Volume 95, Issue 2

Thursday, May 31, 2001


Takin' it to the street

History of sport lands at UWO

An ode to the humble men and women in stripes

An ode to the humble men and women in stripes

For whom the bell tolls

Jordan Bell
Sports Editor

They're forced to decide the fate of numerous amounts of people, deal with loads of hostility and maintain some semblance of order in an energized atmosphere.

I'm not talking about the leaders of the world's nations; I'm talking about referees.

There is an epidemic emerging in the modern sports world. The complete disrespect of referees in professional, college, amateur and even house-league athletics has become rampant. Tear ducts are flowing and the whining has developed into an out-of-control phenomenon.

As I sat down and watched the National Basketball Association playoffs over the last few weeks, I was absolutely appalled at the lack of sportsmanship and respect, and the prevalence of cry-baby antics shown by some (basically all) of the competitors on the court.

When did referees become the least knowledgeable people on the playing field? They didn't.

The problem is the narcissistic attitude of the modern day athlete.

The plight of this 21st century athlete begins early in life, when parents continuously berate officials with derogatory comments and gestures. The youth sports world is inundated with stories of absurdly violent acts against officials.

And the continuing saga manifests itself even further when athletes (and role models) such as Vince Carter of the Toronto Raptors and tennis star Martina Hingis whine and argue to referees. Allen Iverson, the most valuable player in the NBA, is arguably the most prolific cry-baby of the bunch.

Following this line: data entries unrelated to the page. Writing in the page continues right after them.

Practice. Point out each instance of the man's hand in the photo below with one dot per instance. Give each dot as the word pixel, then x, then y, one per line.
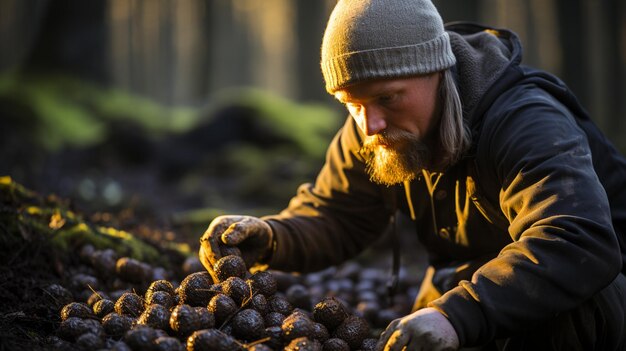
pixel 251 235
pixel 426 329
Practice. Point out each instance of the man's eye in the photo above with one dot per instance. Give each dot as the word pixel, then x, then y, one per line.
pixel 353 107
pixel 385 99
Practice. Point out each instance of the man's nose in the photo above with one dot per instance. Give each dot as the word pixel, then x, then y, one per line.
pixel 374 122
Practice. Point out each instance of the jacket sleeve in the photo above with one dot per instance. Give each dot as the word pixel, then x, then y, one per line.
pixel 334 219
pixel 564 248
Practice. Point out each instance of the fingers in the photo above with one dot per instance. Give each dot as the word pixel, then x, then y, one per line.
pixel 384 337
pixel 242 230
pixel 398 340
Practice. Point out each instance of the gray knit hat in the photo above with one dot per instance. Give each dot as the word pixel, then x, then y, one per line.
pixel 370 39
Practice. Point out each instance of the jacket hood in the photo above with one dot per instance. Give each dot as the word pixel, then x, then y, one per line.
pixel 483 56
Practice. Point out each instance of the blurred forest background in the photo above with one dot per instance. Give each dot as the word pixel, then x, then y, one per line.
pixel 180 110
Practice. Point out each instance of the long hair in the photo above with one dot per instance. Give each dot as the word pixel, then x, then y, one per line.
pixel 454 135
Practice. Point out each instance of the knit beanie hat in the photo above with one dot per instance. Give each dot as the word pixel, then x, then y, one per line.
pixel 372 39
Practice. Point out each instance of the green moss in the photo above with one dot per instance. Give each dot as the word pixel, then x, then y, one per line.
pixel 73 112
pixel 32 215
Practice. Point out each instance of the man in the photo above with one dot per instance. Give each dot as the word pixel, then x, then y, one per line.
pixel 518 198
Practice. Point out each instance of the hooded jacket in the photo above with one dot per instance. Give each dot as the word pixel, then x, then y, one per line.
pixel 529 224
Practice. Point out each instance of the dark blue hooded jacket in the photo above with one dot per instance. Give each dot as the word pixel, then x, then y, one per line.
pixel 529 224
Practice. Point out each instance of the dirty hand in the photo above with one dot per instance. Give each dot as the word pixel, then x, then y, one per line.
pixel 425 329
pixel 251 235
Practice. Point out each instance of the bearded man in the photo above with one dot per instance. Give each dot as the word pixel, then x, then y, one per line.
pixel 518 198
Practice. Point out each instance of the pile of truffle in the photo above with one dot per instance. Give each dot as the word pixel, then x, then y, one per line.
pixel 266 310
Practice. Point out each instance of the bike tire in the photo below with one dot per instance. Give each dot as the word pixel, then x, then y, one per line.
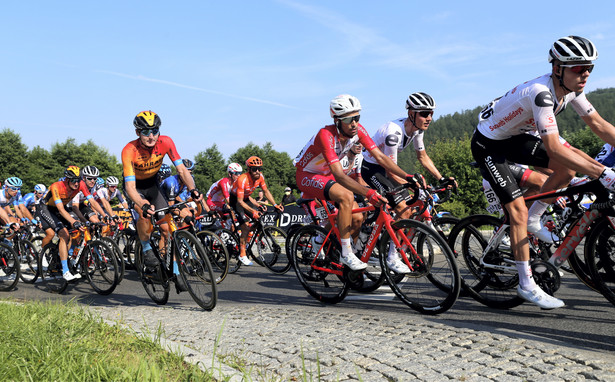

Whatever happened to "taking it like a man" and letting your play on the field decide the outcome. Now, I will be the first to admit officials aren't on-the-ball 100 per cent of the time, but over the course of a contest, I find it hard to believe referees can decide the entire outcome.

Ironically, athletes actually believe their verbal abuse is assisting their cause. Being a referee for the past three years, I can guarantee that "do you have shit in your eyes?" isn't going to get you a dinner invitation after the game, let alone a call.

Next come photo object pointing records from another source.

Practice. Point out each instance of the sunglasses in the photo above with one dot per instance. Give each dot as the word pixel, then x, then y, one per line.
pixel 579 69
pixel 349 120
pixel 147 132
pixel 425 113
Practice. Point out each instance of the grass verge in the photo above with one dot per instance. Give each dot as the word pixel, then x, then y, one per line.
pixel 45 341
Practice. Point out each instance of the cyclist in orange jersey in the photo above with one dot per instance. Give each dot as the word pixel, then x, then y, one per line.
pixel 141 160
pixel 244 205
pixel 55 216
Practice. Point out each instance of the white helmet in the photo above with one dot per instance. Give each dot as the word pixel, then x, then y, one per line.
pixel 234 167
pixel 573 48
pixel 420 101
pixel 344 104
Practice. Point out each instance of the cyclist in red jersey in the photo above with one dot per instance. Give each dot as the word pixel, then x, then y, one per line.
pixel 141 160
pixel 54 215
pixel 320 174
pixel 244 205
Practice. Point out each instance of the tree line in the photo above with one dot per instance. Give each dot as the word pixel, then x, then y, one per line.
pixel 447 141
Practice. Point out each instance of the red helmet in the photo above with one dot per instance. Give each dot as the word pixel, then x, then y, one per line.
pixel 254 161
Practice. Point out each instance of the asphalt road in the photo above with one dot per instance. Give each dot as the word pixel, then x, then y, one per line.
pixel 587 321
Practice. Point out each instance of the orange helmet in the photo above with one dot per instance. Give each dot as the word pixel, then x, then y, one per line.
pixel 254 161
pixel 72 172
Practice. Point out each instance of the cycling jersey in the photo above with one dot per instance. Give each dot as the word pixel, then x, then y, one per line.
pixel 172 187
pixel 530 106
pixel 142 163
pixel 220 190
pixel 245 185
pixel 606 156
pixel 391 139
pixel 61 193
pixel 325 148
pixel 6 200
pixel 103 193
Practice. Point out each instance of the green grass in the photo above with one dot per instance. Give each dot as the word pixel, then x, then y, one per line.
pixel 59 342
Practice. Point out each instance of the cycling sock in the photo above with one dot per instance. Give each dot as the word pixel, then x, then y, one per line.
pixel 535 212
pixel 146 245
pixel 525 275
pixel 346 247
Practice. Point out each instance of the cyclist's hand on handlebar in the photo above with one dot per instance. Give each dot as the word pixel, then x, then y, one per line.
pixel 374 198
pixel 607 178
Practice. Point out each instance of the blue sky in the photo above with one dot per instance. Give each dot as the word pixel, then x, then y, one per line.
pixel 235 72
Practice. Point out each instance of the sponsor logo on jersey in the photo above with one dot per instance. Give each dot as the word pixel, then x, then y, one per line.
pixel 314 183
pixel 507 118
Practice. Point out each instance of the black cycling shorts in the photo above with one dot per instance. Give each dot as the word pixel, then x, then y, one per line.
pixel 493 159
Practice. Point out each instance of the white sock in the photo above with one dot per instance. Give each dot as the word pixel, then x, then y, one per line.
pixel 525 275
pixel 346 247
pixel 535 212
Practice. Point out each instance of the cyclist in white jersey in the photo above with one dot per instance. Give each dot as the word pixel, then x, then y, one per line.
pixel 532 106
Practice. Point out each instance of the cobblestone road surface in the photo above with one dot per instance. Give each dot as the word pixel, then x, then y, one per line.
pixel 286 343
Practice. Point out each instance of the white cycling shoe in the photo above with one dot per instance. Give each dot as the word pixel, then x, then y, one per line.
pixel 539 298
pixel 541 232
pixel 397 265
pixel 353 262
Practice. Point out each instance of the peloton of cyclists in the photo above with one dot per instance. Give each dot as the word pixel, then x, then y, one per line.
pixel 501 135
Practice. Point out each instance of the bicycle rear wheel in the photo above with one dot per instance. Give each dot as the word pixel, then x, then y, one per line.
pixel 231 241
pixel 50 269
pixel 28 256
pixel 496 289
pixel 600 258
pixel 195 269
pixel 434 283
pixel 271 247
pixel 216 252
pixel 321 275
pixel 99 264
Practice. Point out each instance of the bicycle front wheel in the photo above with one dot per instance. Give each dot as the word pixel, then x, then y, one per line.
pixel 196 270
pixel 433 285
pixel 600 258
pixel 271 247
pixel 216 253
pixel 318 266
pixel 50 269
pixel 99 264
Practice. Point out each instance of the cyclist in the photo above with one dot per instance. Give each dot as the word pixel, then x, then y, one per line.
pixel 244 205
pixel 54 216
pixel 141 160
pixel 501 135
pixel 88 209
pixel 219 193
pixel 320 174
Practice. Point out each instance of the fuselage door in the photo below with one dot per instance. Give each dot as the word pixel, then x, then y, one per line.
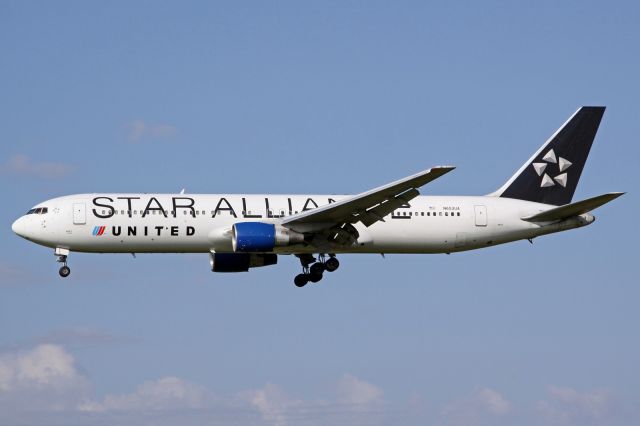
pixel 79 214
pixel 481 215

This blasphemy isn't confined to basketball. It manifests itself in every arena of sports where officials are deciding the calls. Football, baseball, hockey and tennis among others all have a claim.

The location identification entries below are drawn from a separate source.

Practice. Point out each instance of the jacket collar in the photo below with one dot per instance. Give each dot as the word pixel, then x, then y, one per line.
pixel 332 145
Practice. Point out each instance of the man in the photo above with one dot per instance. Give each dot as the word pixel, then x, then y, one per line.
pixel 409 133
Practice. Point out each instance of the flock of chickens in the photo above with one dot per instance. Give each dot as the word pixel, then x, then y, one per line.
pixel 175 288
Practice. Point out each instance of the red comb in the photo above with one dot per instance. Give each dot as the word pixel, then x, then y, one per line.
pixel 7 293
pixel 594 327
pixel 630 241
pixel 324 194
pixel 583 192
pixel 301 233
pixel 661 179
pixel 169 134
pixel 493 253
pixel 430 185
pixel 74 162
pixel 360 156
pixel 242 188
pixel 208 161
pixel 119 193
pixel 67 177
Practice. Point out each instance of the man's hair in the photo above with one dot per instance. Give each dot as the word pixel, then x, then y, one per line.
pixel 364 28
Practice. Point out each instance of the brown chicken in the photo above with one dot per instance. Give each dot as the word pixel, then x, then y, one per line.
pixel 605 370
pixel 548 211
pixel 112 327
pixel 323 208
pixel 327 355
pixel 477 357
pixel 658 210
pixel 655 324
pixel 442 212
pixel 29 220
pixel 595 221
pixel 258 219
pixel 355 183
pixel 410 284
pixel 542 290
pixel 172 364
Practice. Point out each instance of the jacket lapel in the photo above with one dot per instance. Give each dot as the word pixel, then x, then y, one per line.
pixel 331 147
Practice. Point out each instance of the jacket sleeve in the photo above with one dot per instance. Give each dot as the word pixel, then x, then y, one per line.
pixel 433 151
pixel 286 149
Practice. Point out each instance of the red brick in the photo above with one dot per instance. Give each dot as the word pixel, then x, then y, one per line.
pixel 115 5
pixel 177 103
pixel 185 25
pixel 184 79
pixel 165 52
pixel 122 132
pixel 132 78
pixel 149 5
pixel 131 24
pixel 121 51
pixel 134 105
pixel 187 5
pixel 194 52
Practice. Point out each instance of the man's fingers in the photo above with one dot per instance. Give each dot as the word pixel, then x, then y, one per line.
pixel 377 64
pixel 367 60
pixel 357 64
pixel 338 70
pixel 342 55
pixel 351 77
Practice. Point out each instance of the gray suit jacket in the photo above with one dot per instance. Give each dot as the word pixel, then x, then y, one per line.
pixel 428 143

I'm not going to attempt to verify that every athlete who plays an officiated sport is a whining, out-of-control cry-baby. But take a minute to look at yourself in the mirror. When is the last time you raised an eye at a call or mumbled a profanity-laced tirade under your breath?

In this age of the technological revolution, I'm calling for another revolution. It's the referee's revolution, whereby these intelligent, well-trained people will actually be seen as living, breathing organisms and will finally be enlisted in the human race.